Spacy: error in nlp(text)

Created on 15 May 2016 · 5Comments · Source: explosion/spaCy

doc = nlp(text)
Traceback (most recent call last):

File "", line 1, in
doc = nlp(text)

File "/Applications/anaconda/lib/python2.7/site-packages/spacy/language.py", line 225, in call
tokens = self.tokenizer(text)

TypeError: Argument 'string' has incorrect type (expected unicode, got str)

Source

Tracy2014

Most helpful comment

spaCy expects unicode strings, not byte strings. We enforce this in the interface, because otherwise you'll get problems down the line on some minority of strings.

You can paper over the issue by doing something like doc = nlp(text.decode('utf8')). But this will likely bring you more bugs in future.

The correct solution is to make sure you have from __future__ import unicode_literals at the top of all your modules, and to make sure you read strings into unicode at the source.

honnibal on 15 May 2016

👍4

All 5 comments

spaCy expects unicode strings, not byte strings. We enforce this in the interface, because otherwise you'll get problems down the line on some minority of strings.

You can paper over the issue by doing something like doc = nlp(text.decode('utf8')). But this will likely bring you more bugs in future.

The correct solution is to make sure you have from __future__ import unicode_literals at the top of all your modules, and to make sure you read strings into unicode at the source.

honnibal on 15 May 2016

👍4

I am still having issue

from __future__ import unicode_literals
import spacy

nlp = spacy.load('en')
text = open('news2.txt').read()
doc = nlp(text)

TypeError                                 Traceback (most recent call last)
<ipython-input-22-f03b20ead295> in <module>()
      1 text = open('news2.txt').read()
----> 2 doc = nlp(text)
      3 
      4 

C:\ProgramData\Anaconda2\lib\site-packages\spacy\language.pyc in __call__(self, text, tag, parse, entity)
    223         ('An', 'NN')
    224         """
--> 225         tokens = self.tokenizer(text)
    226         if self.tagger and tag:
    227             self.tagger(tokens)

TypeError: Argument 'string' has incorrect type (expected unicode, got str)
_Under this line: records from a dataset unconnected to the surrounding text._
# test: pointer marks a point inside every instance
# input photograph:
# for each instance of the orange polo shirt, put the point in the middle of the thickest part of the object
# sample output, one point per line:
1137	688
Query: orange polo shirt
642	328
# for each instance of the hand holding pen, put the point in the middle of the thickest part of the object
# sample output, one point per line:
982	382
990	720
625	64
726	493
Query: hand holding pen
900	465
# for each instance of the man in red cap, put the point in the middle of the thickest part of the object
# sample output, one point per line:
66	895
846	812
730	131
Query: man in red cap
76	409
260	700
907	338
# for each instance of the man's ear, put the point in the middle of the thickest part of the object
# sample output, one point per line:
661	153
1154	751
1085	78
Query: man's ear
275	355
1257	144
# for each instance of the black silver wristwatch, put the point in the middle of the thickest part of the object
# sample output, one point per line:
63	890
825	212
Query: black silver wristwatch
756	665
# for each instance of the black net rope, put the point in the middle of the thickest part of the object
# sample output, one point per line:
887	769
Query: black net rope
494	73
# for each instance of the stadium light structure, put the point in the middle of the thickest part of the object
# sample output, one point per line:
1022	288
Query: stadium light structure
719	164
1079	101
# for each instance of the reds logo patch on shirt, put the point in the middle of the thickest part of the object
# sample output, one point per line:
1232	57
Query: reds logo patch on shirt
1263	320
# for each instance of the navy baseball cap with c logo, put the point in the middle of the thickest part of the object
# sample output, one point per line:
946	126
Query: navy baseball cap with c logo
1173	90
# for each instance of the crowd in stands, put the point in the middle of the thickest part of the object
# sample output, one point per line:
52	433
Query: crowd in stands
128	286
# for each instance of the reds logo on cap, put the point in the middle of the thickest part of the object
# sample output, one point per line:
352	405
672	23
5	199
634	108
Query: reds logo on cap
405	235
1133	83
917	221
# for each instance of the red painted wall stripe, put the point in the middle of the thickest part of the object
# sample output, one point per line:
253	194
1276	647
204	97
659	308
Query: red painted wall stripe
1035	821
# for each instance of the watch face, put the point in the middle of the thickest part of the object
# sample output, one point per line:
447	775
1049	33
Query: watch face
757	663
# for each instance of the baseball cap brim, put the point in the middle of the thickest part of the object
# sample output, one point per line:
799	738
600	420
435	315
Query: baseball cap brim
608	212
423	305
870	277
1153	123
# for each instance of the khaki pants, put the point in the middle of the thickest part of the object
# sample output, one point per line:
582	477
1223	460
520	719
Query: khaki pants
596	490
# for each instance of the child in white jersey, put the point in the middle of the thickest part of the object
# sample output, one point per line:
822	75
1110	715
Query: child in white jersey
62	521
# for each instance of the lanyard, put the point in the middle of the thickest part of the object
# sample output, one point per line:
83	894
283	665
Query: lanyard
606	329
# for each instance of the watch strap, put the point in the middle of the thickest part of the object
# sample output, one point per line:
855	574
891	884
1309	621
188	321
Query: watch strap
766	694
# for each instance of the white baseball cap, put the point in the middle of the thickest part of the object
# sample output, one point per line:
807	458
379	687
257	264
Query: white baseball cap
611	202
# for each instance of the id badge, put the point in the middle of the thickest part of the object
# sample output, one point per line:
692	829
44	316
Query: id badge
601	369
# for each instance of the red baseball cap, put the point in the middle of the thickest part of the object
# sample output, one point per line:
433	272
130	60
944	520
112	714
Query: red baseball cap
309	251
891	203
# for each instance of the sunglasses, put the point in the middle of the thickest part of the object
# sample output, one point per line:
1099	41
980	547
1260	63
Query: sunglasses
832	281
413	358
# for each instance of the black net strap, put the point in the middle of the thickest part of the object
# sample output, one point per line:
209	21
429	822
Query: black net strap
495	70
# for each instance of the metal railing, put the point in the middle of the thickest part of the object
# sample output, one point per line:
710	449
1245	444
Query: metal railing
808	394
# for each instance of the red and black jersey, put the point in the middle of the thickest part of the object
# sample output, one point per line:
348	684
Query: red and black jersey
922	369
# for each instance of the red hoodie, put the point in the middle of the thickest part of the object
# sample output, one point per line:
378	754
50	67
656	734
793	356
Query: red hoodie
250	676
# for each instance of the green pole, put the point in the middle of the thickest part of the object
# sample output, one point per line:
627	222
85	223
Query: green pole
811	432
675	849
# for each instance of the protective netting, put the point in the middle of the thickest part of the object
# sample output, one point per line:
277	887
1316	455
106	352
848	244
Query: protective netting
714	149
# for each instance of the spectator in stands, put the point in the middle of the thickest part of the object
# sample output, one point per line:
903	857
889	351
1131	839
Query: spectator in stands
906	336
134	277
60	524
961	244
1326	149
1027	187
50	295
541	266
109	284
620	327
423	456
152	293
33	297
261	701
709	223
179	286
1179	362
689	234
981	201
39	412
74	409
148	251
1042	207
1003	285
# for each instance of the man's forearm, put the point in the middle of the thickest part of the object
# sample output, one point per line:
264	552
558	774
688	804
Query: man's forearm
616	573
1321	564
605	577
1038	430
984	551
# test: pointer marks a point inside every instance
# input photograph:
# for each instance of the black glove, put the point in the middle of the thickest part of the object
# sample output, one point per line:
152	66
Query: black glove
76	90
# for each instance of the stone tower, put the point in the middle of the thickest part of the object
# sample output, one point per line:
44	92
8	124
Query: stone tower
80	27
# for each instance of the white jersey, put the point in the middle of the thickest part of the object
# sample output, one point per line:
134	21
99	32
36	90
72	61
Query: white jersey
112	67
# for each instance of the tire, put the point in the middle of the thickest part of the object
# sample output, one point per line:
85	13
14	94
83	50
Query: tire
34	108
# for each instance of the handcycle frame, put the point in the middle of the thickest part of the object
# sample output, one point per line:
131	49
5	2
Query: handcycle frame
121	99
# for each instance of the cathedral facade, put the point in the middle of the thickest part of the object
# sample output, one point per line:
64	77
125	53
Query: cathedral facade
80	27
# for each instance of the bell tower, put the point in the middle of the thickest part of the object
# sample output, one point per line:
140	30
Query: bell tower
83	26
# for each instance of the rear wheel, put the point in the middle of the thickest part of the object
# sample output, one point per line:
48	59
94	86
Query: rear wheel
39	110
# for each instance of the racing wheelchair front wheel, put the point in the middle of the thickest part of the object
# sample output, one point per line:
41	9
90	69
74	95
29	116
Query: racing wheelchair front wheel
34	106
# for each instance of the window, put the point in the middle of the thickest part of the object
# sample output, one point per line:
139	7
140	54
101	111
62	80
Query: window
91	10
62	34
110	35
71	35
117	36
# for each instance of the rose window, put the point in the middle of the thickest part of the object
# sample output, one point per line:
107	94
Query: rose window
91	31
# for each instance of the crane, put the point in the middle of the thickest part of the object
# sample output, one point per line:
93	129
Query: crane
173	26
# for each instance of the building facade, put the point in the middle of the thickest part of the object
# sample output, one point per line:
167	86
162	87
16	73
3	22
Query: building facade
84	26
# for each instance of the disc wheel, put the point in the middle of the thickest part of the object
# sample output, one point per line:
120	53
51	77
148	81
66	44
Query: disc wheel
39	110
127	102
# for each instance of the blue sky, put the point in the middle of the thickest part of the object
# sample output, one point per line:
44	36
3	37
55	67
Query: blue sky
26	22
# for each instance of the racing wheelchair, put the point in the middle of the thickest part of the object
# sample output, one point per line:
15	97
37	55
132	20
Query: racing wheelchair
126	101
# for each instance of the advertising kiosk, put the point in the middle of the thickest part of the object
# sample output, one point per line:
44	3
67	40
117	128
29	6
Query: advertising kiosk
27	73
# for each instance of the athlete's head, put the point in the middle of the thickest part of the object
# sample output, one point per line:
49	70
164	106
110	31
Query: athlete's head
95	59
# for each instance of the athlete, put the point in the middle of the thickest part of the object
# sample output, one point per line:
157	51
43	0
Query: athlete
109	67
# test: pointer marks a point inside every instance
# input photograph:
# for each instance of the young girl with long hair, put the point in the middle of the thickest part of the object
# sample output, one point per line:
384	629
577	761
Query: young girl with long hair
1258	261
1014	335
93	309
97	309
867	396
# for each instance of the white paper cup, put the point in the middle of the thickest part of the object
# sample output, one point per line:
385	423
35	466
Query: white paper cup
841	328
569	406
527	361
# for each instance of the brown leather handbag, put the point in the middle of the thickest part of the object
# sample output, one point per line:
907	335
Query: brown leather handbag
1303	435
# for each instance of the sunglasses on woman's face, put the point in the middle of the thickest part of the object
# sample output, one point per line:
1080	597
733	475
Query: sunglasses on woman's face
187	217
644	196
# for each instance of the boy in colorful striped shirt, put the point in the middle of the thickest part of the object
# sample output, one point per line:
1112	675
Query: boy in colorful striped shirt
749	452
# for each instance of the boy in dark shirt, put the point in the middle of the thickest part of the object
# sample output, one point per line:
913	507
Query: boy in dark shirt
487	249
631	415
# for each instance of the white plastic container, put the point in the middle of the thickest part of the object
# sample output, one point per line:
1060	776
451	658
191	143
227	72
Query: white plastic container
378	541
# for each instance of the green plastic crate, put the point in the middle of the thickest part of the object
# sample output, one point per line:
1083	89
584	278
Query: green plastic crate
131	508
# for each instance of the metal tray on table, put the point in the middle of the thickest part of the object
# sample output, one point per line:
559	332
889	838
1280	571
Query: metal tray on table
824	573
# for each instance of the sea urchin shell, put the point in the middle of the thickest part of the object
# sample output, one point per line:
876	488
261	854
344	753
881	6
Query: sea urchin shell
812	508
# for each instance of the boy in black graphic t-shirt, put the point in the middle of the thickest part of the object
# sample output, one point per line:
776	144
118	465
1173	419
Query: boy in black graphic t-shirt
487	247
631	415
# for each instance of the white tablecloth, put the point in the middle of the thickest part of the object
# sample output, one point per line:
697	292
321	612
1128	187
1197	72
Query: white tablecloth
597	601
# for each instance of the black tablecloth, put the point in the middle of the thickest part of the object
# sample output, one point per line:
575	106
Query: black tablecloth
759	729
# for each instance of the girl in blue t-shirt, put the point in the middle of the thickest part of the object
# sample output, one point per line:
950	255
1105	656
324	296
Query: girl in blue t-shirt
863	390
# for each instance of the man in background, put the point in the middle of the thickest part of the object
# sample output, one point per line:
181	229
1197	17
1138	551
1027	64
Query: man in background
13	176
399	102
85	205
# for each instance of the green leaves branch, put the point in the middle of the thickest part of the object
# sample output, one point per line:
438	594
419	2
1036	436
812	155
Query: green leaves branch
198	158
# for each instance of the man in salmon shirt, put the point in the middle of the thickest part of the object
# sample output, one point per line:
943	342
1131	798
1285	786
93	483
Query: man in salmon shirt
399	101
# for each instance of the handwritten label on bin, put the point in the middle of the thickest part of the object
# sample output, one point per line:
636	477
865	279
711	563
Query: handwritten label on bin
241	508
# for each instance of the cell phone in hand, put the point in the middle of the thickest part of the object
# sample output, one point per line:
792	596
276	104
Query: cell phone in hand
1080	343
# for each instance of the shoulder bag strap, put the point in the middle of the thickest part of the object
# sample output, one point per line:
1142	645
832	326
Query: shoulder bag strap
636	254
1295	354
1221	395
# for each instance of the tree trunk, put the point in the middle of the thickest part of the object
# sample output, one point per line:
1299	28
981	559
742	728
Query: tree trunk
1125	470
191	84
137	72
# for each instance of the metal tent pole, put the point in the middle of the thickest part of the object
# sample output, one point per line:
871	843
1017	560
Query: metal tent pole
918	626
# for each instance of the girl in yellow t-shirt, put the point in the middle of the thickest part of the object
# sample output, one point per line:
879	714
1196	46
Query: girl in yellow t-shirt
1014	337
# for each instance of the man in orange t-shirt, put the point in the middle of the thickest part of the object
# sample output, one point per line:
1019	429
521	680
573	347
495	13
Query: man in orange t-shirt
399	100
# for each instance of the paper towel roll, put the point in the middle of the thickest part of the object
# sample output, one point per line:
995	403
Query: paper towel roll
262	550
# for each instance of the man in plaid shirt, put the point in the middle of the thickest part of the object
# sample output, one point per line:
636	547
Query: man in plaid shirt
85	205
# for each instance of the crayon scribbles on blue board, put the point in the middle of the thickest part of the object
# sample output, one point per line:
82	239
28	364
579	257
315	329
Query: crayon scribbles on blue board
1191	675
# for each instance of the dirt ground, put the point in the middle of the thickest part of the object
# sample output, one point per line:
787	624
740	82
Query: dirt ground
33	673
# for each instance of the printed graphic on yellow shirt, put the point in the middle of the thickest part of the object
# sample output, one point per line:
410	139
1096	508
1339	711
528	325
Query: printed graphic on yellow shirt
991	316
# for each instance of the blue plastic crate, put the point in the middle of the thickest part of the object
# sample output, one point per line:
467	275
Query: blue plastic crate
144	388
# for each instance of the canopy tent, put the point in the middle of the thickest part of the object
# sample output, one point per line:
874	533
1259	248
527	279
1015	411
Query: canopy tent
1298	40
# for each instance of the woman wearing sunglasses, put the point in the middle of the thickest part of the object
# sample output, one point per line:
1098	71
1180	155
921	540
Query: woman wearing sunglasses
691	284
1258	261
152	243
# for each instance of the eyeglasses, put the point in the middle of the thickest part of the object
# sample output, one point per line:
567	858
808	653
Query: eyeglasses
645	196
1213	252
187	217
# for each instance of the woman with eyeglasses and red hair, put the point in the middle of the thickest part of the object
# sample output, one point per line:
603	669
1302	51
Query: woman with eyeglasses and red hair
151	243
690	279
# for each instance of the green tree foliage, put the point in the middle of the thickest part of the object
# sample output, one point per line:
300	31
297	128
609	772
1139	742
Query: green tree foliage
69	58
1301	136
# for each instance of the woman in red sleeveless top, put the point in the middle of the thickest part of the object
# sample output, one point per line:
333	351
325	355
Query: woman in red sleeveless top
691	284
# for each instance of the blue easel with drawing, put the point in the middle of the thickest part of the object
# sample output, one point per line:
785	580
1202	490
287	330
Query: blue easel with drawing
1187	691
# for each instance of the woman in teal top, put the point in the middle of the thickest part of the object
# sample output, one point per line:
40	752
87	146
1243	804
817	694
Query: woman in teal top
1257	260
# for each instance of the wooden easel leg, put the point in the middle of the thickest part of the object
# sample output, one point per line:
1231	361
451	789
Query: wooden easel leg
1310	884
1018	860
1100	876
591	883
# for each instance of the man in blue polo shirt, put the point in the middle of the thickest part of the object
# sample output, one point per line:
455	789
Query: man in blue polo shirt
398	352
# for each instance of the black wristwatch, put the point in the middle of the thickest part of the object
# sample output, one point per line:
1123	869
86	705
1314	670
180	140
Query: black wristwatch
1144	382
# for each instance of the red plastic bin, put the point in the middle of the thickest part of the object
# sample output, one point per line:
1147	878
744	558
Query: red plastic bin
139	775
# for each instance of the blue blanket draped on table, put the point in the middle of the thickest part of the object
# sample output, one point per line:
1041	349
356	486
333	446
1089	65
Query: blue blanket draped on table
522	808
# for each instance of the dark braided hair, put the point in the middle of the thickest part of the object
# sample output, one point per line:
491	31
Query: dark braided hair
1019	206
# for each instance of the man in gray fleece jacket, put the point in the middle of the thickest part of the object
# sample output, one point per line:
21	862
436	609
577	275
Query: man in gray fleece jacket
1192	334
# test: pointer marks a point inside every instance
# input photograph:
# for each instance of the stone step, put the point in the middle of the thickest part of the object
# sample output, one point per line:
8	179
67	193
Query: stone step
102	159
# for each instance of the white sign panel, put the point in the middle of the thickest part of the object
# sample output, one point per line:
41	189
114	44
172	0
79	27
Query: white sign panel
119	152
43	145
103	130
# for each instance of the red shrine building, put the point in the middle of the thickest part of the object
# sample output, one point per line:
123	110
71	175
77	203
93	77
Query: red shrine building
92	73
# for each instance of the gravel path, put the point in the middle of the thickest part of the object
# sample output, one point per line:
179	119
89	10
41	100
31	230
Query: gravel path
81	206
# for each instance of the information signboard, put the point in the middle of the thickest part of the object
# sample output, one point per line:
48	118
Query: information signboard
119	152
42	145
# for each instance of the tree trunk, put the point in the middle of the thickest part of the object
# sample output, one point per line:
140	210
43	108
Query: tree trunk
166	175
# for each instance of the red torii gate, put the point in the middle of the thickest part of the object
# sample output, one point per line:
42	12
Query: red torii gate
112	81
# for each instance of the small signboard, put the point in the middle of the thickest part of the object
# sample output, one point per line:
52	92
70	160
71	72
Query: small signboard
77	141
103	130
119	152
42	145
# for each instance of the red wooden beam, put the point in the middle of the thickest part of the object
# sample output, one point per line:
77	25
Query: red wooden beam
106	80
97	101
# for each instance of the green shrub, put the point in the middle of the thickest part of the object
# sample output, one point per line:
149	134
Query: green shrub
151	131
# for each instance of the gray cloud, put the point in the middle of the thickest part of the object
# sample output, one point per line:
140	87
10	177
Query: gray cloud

shashwattrivedi on 17 Jan 2018

from spacy.lang.en import English
text = open('flow.txt').read()
doc = nlp(text)

TypeError Traceback (most recent call last)
in ()
1 text = open('flow.txt').read() # open a document
----> 2 doc = nlp(text) # process it

c:\python27\lib\site-packages\spacy\language.pyc in __call__(self, text, disable)
327 ('An', 'NN')
328 """
--> 329 doc = self.make_doc(text)
330 for name, proc in self.pipeline:
331 if name in disable:

c:\python27\lib\site-packages\spacy\language.pyc in make_doc(self, text)
355
356 def make_doc(self, text):
--> 357 return self.tokenizer(text)
358
359 def update(self, docs, golds, drop=0., sgd=None, losses=None):

TypeError: Argument 'string' has incorrect type (expected unicode, got str)

I still get this error!